Les États-Unis ont dénoncé le mois dernier «le comportement très anormal» d'un «objet spatial» déployé par la Russie en octobre 2017, et accusé Moscou de développer des armes anti-satellites.

Washington a critiqué dans la foulée le traité proposé par la Russie et la Chine pour empêcher une course à l'armement dans l'espace, en qualifiant le texte d'«hypocrite».

«L'espionnage et les actes offensifs, ça n'arrive pas qu'aux autres, a commenté vendredi la ministre française. Oui, nous sommes en danger, nos communications, nos manoeuvres militaires comme nos quotidiens sont en danger si nous ne réagissons pas», a-t-elle insisté en évoquant les nouvelles menaces planant dans le champ spatial (espionnage, déni de service, destruction de satellites...).

Le président américain Donald Trump compte lancer d'ici 2020 une «Force de l'espace», une sixième branche des forces armées, afin de s'assurer que les États-Unis «dominent l'espace».

- «Stratégie spatiale européenne» -Cette décision américaine lance «un signal extrêmement puissant: le signal des confrontations à venir, le signal du poids pris par le spatial, des défis de demain», selon Mme Parly.

«Nous sommes une puissance spatiale reconnue et nous comptons bien le rester», a-t-elle assuré. «Mais depuis quelques temps, alors que nos voisins changeaient en partie la nature de l'espace, qu'avons-nous fait ? Pas grand-chose. En tout cas peut-être pas assez».

Le président Emmanuel Macron a annoncé son intention de doter l'an prochain la France d'«une stratégie spatiale de défense». Un groupe de travail du ministère des Armées doit rendre des propositions d'ici au mois de novembre.

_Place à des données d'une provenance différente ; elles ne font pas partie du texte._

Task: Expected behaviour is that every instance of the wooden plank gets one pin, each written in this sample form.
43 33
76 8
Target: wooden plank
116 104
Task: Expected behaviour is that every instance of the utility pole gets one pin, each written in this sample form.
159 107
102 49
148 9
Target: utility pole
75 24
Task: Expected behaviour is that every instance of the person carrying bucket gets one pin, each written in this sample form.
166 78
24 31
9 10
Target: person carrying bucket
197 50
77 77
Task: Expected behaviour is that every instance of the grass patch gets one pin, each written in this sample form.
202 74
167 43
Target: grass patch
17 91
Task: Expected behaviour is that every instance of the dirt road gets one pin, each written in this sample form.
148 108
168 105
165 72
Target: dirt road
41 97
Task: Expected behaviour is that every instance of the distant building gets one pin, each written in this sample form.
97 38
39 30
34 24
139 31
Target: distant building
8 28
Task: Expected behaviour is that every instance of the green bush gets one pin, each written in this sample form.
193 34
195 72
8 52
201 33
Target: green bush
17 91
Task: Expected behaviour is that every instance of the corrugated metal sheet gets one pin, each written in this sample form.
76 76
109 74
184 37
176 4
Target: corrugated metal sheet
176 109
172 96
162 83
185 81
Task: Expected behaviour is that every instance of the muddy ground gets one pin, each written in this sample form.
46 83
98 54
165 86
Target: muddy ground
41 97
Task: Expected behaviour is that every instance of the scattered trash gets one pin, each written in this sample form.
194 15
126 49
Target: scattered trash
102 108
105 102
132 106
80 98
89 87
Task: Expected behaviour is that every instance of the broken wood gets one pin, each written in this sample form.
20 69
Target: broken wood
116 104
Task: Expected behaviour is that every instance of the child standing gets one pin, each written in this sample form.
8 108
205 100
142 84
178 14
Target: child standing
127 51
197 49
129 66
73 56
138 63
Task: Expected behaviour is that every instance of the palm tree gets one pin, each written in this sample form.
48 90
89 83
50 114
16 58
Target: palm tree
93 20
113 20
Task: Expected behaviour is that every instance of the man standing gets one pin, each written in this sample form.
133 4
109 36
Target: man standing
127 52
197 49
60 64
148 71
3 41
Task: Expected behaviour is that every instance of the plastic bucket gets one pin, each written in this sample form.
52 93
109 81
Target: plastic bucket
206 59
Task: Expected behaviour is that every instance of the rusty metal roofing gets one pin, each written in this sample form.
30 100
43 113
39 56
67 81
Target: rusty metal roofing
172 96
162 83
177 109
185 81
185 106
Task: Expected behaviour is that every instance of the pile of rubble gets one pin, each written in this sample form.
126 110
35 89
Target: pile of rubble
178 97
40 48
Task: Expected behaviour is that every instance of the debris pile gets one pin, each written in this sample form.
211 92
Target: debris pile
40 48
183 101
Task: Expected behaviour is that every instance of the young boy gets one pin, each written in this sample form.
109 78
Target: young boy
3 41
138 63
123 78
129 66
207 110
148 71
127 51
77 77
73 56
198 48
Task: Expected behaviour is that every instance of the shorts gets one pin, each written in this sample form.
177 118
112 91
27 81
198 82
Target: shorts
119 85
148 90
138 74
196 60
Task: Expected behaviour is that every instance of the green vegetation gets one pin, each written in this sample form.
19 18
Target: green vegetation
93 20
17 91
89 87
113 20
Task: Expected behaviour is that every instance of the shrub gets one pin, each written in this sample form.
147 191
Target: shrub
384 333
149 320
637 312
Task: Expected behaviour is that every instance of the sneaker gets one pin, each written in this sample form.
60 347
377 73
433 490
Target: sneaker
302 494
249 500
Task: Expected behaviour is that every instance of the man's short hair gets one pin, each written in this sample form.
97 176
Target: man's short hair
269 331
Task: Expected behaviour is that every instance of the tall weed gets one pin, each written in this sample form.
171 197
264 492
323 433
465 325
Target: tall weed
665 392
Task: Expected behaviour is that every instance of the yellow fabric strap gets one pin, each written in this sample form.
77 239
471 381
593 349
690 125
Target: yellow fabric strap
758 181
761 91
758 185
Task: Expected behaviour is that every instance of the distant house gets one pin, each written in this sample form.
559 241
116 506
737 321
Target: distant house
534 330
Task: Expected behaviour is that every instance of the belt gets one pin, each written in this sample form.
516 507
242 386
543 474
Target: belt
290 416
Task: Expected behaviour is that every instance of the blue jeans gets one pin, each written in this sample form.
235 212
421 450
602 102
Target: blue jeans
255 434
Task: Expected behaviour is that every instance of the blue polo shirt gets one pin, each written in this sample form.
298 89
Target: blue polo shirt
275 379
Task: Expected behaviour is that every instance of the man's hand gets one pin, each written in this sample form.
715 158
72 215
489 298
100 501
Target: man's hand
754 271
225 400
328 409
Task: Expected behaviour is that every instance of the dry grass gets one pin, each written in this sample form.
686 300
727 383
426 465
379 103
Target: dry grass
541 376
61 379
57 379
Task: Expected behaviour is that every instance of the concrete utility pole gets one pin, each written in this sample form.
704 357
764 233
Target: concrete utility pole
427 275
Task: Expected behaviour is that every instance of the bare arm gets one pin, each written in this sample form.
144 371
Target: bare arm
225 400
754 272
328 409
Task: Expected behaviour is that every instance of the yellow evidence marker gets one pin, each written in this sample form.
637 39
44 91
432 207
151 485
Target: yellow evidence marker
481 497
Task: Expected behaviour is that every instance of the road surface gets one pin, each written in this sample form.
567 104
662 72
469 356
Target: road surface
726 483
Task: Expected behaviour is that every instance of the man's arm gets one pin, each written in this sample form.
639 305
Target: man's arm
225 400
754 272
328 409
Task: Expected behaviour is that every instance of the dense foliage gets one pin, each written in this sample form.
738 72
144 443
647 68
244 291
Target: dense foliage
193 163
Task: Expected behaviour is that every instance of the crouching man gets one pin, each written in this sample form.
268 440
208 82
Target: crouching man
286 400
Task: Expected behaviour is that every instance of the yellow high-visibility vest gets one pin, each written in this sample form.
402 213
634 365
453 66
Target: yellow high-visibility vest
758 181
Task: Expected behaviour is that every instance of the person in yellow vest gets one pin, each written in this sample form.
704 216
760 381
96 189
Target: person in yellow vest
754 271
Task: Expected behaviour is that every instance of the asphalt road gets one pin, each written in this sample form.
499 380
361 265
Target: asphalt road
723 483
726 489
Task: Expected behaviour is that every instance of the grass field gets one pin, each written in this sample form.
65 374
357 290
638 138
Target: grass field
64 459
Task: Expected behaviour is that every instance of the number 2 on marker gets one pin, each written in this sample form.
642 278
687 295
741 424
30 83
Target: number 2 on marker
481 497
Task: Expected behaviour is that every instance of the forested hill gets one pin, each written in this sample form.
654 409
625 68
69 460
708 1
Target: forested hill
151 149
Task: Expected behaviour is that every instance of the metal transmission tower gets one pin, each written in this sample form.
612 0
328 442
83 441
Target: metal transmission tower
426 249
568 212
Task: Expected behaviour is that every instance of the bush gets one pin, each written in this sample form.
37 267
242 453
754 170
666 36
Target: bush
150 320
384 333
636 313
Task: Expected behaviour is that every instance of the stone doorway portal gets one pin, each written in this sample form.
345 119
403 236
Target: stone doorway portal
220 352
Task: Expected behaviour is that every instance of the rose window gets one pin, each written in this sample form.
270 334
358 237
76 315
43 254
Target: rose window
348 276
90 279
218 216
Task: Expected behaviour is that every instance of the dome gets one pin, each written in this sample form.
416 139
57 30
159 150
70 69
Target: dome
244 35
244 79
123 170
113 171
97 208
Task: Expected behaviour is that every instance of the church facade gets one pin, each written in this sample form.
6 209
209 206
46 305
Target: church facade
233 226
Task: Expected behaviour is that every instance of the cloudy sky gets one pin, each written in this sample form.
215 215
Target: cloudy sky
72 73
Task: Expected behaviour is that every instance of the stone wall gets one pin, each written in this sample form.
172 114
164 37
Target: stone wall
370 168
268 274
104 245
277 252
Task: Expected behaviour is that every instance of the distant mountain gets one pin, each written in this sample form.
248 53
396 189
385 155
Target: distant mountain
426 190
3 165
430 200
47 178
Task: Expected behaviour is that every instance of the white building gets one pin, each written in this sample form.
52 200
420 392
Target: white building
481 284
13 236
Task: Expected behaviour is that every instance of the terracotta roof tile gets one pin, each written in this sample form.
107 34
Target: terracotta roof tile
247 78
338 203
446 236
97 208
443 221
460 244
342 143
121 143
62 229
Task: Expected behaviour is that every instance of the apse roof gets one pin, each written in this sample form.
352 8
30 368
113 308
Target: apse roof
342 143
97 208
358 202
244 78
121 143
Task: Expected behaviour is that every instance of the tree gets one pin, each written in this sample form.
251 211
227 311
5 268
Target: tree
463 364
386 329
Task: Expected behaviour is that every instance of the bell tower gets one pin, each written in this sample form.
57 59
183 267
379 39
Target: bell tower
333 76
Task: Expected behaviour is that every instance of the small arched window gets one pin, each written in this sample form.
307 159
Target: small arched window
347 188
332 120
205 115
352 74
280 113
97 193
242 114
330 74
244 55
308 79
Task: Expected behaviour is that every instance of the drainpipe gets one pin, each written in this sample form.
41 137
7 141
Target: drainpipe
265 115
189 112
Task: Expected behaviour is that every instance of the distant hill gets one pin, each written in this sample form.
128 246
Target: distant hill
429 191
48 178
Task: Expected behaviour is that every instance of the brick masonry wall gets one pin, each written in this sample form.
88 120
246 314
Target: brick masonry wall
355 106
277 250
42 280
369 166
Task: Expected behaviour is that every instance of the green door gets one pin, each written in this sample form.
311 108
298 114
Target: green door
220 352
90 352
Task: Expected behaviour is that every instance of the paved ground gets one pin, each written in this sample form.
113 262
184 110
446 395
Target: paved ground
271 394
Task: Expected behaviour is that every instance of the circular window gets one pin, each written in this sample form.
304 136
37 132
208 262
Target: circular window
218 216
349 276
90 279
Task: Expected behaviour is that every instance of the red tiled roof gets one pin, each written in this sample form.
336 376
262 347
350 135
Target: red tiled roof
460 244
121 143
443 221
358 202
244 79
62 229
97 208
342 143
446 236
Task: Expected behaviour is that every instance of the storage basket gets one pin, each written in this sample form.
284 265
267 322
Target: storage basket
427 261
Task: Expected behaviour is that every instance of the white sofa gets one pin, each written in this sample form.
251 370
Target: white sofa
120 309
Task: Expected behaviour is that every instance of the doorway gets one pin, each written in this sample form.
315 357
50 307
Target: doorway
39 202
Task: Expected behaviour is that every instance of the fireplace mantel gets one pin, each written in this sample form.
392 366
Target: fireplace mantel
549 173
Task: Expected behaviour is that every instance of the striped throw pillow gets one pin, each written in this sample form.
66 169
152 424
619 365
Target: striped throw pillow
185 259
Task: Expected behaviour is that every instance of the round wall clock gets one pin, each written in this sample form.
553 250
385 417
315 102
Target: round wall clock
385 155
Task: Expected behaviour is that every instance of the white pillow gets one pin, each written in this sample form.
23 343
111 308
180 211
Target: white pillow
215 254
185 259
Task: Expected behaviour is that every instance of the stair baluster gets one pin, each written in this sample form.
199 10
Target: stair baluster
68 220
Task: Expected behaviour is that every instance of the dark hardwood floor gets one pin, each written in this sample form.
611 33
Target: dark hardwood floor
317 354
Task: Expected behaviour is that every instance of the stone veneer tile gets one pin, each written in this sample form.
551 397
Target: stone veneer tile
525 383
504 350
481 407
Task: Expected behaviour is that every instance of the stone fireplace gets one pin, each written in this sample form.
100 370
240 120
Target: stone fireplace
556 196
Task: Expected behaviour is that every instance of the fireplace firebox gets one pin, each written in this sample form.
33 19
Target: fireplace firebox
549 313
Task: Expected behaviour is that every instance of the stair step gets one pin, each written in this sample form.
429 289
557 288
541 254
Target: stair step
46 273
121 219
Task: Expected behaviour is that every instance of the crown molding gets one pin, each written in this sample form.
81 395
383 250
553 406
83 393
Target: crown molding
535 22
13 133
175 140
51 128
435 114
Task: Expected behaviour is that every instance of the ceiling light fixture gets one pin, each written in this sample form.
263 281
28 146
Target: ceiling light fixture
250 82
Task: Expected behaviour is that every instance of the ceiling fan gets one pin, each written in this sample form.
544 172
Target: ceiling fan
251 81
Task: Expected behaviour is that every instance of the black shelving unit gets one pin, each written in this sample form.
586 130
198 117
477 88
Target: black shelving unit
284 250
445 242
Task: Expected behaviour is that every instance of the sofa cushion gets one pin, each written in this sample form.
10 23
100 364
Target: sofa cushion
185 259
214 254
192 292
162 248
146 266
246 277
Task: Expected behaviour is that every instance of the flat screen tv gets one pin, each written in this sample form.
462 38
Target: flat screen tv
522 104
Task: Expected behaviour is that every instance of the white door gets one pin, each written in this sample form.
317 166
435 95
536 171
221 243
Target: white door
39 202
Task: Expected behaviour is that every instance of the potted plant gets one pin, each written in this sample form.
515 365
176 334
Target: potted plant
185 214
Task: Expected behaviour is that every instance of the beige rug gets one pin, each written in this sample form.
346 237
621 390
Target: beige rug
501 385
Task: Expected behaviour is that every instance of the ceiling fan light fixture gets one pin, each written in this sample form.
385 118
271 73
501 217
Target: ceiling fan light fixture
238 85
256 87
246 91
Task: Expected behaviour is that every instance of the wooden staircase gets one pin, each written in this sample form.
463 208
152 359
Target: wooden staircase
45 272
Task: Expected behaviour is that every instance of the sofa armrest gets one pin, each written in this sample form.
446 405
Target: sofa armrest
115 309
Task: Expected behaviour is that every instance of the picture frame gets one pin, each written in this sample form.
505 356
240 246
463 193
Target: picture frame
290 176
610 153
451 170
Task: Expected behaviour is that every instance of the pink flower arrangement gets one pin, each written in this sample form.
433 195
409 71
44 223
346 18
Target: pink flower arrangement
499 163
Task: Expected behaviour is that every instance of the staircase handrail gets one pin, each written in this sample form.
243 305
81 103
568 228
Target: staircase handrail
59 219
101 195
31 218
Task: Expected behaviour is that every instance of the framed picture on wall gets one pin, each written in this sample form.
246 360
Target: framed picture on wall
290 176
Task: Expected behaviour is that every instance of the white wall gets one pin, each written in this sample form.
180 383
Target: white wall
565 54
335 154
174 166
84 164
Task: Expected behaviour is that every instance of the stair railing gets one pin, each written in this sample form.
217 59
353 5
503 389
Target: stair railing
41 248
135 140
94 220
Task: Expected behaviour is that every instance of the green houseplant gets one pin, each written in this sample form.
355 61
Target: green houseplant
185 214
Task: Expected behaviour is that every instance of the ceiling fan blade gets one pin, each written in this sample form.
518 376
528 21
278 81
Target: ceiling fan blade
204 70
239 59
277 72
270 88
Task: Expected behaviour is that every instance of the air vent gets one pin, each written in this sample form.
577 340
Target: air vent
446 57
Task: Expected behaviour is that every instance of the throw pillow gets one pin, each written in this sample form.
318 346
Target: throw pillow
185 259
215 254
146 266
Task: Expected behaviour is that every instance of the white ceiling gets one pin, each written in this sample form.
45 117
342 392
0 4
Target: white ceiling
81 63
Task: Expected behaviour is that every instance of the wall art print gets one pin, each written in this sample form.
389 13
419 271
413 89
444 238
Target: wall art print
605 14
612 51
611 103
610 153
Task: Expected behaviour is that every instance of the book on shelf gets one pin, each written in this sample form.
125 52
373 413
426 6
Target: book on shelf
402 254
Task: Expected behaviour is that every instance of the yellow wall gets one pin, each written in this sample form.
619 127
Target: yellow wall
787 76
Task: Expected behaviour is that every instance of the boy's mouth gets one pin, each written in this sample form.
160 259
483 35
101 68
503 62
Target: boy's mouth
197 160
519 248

La Loi de programmation militaire 2019-2025 prévoit d'ores et déjà un budget de 3,6 milliards d'euros pour le spatial, qui permettront notamment de financer le renouvellement des satellites français d'observation (CSO) et de communication (Syracuse), ainsi que la modernisation du radar de surveillance spatiale GRAVES.

Mais Mme Parly a évoqué vendredi d'autres pistes pour «aller plus loin»: installer par exemple des caméras de surveillance sur les satellites militaires français qui seront lancés à l'avenir, pour «observer l'espace depuis l'espace». Elle n'a pas non plus exclu «la possibilité de se doter de capacités d'action», autrement dit des armes anti-satellites.

La veille, le président Macron avait tendu la main à ses partenaires européens pour se joindre aux efforts français dans le spatial.

«Je proposerai dans les prochains jours avec les collègues prêts à s'y ranger une stratégie spatiale européenne sur le civil et sur le militaire», a déclaré le chef de l'État jeudi à Luxembourg, plaidant pour «l'accélération d'une stratégie de petits lanceurs et de réduction des coûts industriels».